Roma, Sala Borromini – L’Orchestra d’archi “Giuseppe Tartini” con il direttore Nino Serdoz ed il violinista Antonio Marchetti

FRANCESCO SQUARCIA

“Cantate… cantate!” era la ricorrente sollecitazione che il Maestro, Giovanni-Nino Serdoz, mentre scandiva il tempo con la bacchetta, pronunciava con voce calda e partecipe, rivolgendosi ai musicisti interpreti, durante lo svolgersi delle sessioni di concertazione e preparazione agli innumerevoli concerti con la Sua orchestra d’archi “Giuseppe Tartini” che prendeva appunto il nome dall’omonima associazione musicale fondata da lui a Roma.

Nessun’altra intestazione per la sua associazione musicale sarebbe stata più appropriata dato che Giuseppe Tartini nacque a Pirano d’Istria, dunque a poca distanza da Fiume, città natia del M° Serdoz. Giuseppe Tartini era chiamato “Il Maestro delle Nazioni” per aver fondato a Padova la “Scuola di Musica delle Nazioni” frequentata da allievi di tutto il mondo; quindi in piena sintonia con la cultura umanistica e dal convinto respiro multietnico dei fiumani; ma soprattutto perché Giuseppe Tartini ha lasciato nel suo testamento didattico ed in bella evidenza, la frase: “Per ben sonar bisogna ben cantar”; dunque era qui che il Maestro Serdoz attingeva l’ispirazione quando chiedeva agli strumentisti di “cantare” e profondere così tutte le interiori ricchezze emozionali e sentimentali per porgerle, attraverso una sentita partecipazione interpretativa ed una coinvolgente espressività, in una diretta ed intensa comunicazione con il pubblico.

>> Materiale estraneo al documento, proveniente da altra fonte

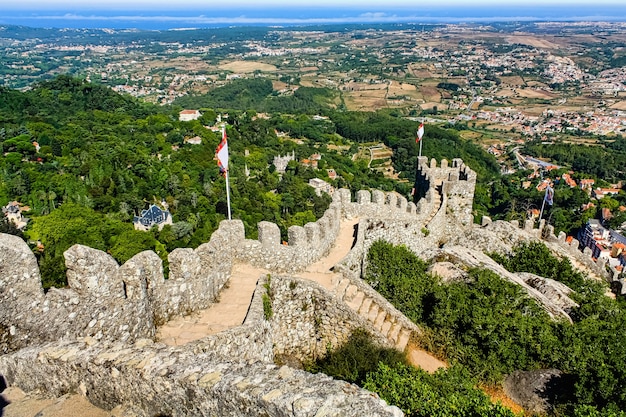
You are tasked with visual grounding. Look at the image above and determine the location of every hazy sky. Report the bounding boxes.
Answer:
[8,0,624,9]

Davvero l’Associazione Musicale “Giuseppe Tartini” è stata a Roma, per molti decenni, un punto di riferimento costante e di primissimo piano nel panorama musicale della città. Vi hanno collaborato i più prestigiosi solisti ed interpreti vari del mondo italiano e non ed il Maestro Serdoz con un repertorio a vasto raggio ha saputo valorizzare anche autori meno noti, ma non per questo meno importanti.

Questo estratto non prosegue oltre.